I find there comes a point in every semester where all my coursework begins to revolve around certain ideas, themes, or figures. This past spring it was the flâneur: the stroller, the onlooker, the listener. These characters wandered through each book I read for class, observing; we used them in discussion and I wrote final essays about them. Then the semester ended and I put away my notebooks. But as I began my summer reading with Rachel Cusk’s Outline, surprisingly, and perhaps fittingly, I met yet another flâneur.
Outline, the first in Cusk’s Outline trilogy, follows a novelist to Athens in the heat of a long summer, where she is scheduled to teach a writing course. At first, we know little about the novelist, our narrator, and the things we do are tinged with ambiguity. She is a mother, a divorcee, a writer, teacher and traveler, but we do not, for the most part, see her in these roles. We do see her, however, in conversation: with her seat-mate on the airplane to Greece, her author friends, the feminist theorist she meets at dinner one night, the students in her workshop.

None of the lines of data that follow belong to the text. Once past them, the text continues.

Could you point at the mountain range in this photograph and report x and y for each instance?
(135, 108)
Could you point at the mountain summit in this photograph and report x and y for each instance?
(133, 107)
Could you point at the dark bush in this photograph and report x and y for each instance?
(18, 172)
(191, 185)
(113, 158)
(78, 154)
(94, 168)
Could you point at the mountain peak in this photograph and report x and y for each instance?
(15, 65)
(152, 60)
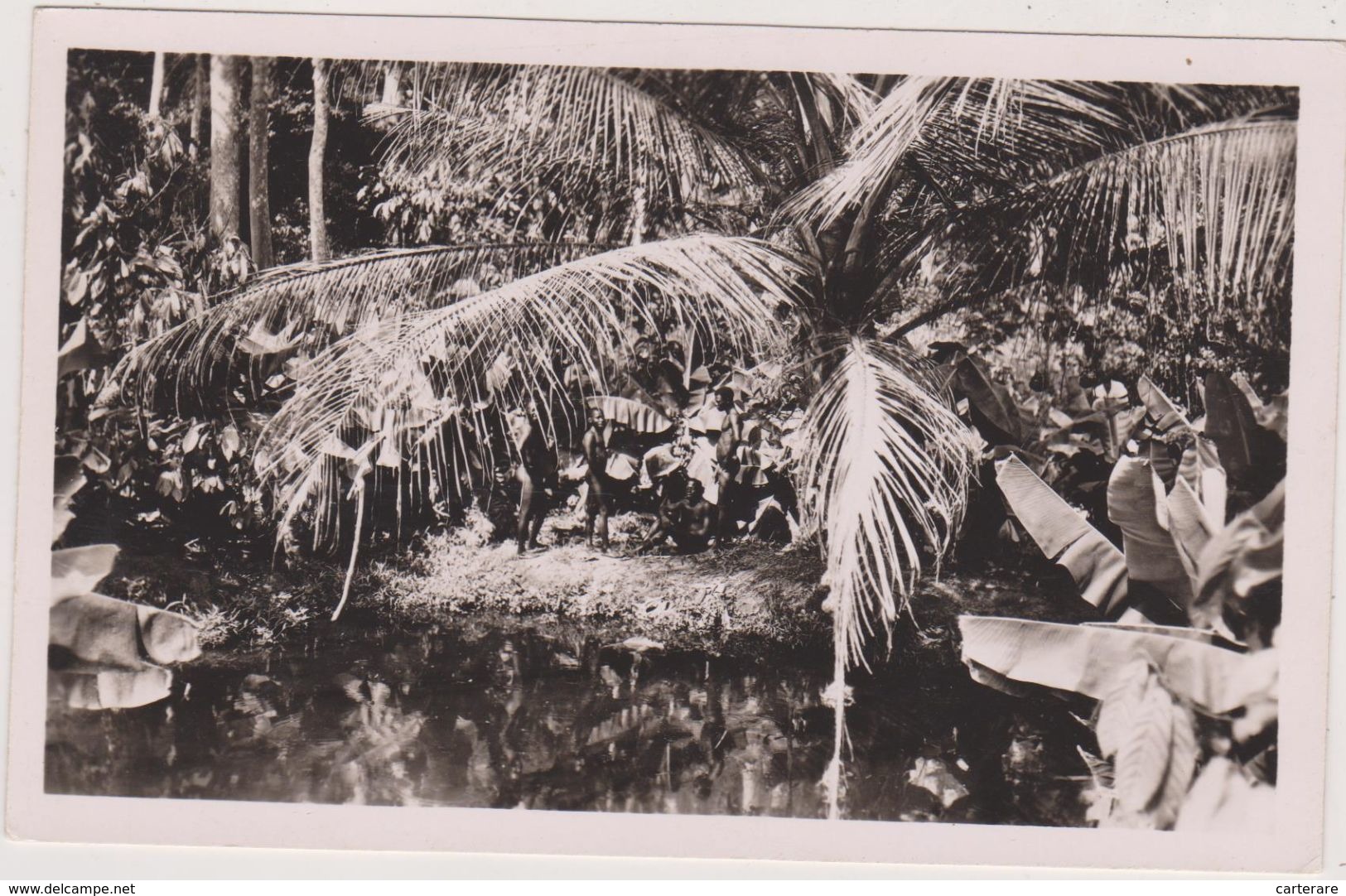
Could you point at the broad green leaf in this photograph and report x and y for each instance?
(114, 689)
(1065, 536)
(1231, 424)
(1189, 527)
(1223, 799)
(1204, 474)
(229, 441)
(622, 465)
(1244, 555)
(1163, 416)
(112, 633)
(1141, 749)
(69, 479)
(77, 571)
(80, 351)
(992, 407)
(1135, 501)
(1271, 415)
(1085, 659)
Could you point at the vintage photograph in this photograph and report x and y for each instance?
(702, 441)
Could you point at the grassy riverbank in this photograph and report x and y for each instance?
(738, 600)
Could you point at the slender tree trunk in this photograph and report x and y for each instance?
(316, 155)
(258, 167)
(225, 146)
(157, 85)
(200, 90)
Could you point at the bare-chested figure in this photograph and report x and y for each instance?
(727, 465)
(538, 463)
(599, 484)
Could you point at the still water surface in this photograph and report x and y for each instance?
(520, 717)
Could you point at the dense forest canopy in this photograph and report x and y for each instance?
(887, 319)
(508, 236)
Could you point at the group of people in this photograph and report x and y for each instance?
(523, 491)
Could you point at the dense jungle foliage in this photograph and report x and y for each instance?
(900, 322)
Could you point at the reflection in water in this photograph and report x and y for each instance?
(520, 719)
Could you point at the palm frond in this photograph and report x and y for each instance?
(1209, 210)
(393, 383)
(299, 310)
(876, 150)
(886, 474)
(568, 120)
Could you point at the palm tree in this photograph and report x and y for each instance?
(876, 204)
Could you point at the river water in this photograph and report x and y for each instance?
(513, 716)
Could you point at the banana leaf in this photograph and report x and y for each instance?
(80, 351)
(1271, 415)
(1247, 450)
(1189, 527)
(1087, 659)
(112, 687)
(1236, 561)
(1201, 470)
(69, 479)
(77, 571)
(1162, 415)
(1223, 799)
(1065, 536)
(1135, 502)
(118, 634)
(992, 407)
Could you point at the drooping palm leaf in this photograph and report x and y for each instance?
(1209, 210)
(885, 475)
(965, 135)
(570, 120)
(303, 308)
(876, 151)
(385, 383)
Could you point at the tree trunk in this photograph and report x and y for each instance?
(200, 89)
(157, 85)
(316, 154)
(225, 146)
(258, 167)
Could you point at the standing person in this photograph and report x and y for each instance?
(727, 465)
(538, 463)
(599, 484)
(696, 523)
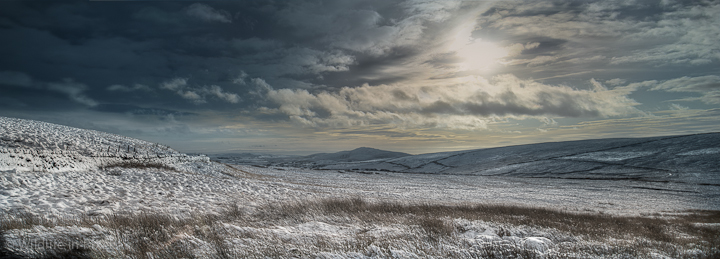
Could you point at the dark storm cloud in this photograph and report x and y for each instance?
(341, 63)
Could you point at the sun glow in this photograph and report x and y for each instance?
(481, 55)
(476, 54)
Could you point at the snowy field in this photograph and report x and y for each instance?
(67, 191)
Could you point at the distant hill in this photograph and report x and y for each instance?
(358, 154)
(687, 158)
(28, 145)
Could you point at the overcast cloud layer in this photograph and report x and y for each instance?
(414, 76)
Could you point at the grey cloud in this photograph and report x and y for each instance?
(467, 105)
(207, 13)
(708, 86)
(197, 95)
(15, 78)
(122, 88)
(74, 90)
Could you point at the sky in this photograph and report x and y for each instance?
(416, 76)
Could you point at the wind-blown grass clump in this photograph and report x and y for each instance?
(360, 228)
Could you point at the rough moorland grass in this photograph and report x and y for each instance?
(138, 164)
(162, 236)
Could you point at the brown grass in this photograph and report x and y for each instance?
(608, 236)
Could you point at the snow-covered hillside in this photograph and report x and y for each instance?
(27, 145)
(687, 159)
(60, 171)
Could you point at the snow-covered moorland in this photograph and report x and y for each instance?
(71, 192)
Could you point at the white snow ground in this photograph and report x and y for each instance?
(56, 171)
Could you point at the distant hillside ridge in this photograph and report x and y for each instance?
(28, 145)
(684, 158)
(358, 154)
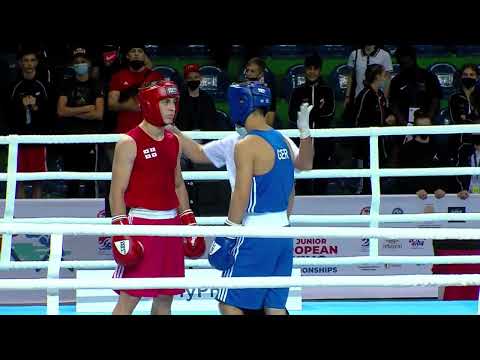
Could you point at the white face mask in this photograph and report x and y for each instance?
(241, 130)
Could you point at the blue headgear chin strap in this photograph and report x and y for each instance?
(245, 98)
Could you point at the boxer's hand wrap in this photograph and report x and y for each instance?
(221, 255)
(127, 251)
(303, 120)
(193, 247)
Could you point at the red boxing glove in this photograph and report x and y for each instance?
(193, 247)
(127, 251)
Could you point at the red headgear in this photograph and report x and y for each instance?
(150, 97)
(189, 68)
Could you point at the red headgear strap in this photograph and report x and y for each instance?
(150, 97)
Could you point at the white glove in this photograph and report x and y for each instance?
(303, 120)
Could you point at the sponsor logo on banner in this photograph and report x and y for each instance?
(416, 244)
(392, 266)
(104, 242)
(314, 247)
(457, 210)
(392, 244)
(369, 267)
(365, 245)
(315, 270)
(365, 210)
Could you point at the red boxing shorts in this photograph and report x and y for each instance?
(32, 158)
(163, 257)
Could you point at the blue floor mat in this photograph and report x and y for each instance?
(342, 307)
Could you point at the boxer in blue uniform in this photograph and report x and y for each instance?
(263, 189)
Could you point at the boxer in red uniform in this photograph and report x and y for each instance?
(146, 179)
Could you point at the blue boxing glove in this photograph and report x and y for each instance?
(221, 255)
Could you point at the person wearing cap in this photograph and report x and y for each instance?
(80, 111)
(263, 194)
(29, 113)
(197, 108)
(463, 107)
(255, 71)
(148, 189)
(412, 89)
(358, 61)
(316, 92)
(108, 64)
(122, 96)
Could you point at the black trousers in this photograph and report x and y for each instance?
(80, 157)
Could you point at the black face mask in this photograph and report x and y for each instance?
(193, 84)
(136, 64)
(476, 139)
(468, 83)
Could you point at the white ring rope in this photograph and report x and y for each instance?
(223, 175)
(243, 282)
(245, 231)
(294, 219)
(9, 226)
(213, 135)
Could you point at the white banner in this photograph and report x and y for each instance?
(36, 247)
(197, 300)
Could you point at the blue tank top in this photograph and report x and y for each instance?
(270, 192)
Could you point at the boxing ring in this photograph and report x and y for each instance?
(58, 227)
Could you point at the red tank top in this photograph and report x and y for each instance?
(152, 181)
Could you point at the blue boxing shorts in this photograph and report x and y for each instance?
(259, 257)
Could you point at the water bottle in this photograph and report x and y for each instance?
(29, 114)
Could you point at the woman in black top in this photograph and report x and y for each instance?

Before beginning Outline, I’d heard of Rachel Cusk because of her signature font: cool, sans-serif Optima. I know there’s debate, but I found that the font—bare on the page—matched the sharp, anonymous, and icy observation in every sentence. Cusk’s writing is filled with internal reflection on gender, love, loss, and agency, and details of external sensation: salt wind on the sea, white stone façades, heavy souvlaki grease. The book is naked, transportive, and hard to put down.
In my favorite of her flâneur encounters, the novelist goes swimming in the Ionian Sea with the man she meets on the plane. They anchor his boat out on the water and he tells her his life story. I read lying on a patch of grass in Western Massachusetts but imagined myself in that Grecian sun, listening to him too. As the title suggests, we see the outline of our narrator emerge in her reactions, encounters, and experiences. The novel, too, takes shape this way.
Around a dinner table one night, the novelist’s novelist friend, Paniotis, says, “Those moments were so intense that in a way we will be living them always.” I have more thinking to do about this, and about the ways that I feel myself defined in outline—in reaction to. But what I do know is that Cusk’s writing, since I put down Outline, has been living with me.
Louis L’Amour wrote many westerns, but one of my favorites that I’ve read so far is Hanging Woman Creek. Two men, low on luck and opportunity, head out West to find work on a ranch. What work they find is “working the grub-line,” a winter job. While the more prosperous and wealthy ranchers recline by the fire with a glass of whiskey most frosty evenings, they pay the “grub-line” workers minimal wages to take care of their livestock in the wintertime, making sure they have water and feed. The two men take up this job, in a lonely cabin on Hanging Woman Creek.
They soon run into rustlers (people who steal cattle to sell), and that’s when the book begins to sizzle. The man and his partner have little success stopping the rustlers, and soon their employer suspects them. They are laid off as a result, kicking off the action. One of the things I like about this book is that one of the two main characters is African American. Contrary to what you often see on TV westerns, a lot if not most of the original cowboys in the West were Black. While there aren’t many African American people depicted in old western novels, I’m glad this one does include them.
I enjoy Louis L’Amour novels because the bad guys are usually bad and the good guys are usually good. There are no messy, flawed good guys as main characters, as you see in Ernest Hemingway and later from Alan Moore, with his notoriously edgy characters in Watchmen. You can read these stories knowing the good guy usually wins, and he or she didn’t have to break any moral code to do it. The bad guys usually pay for their crimes.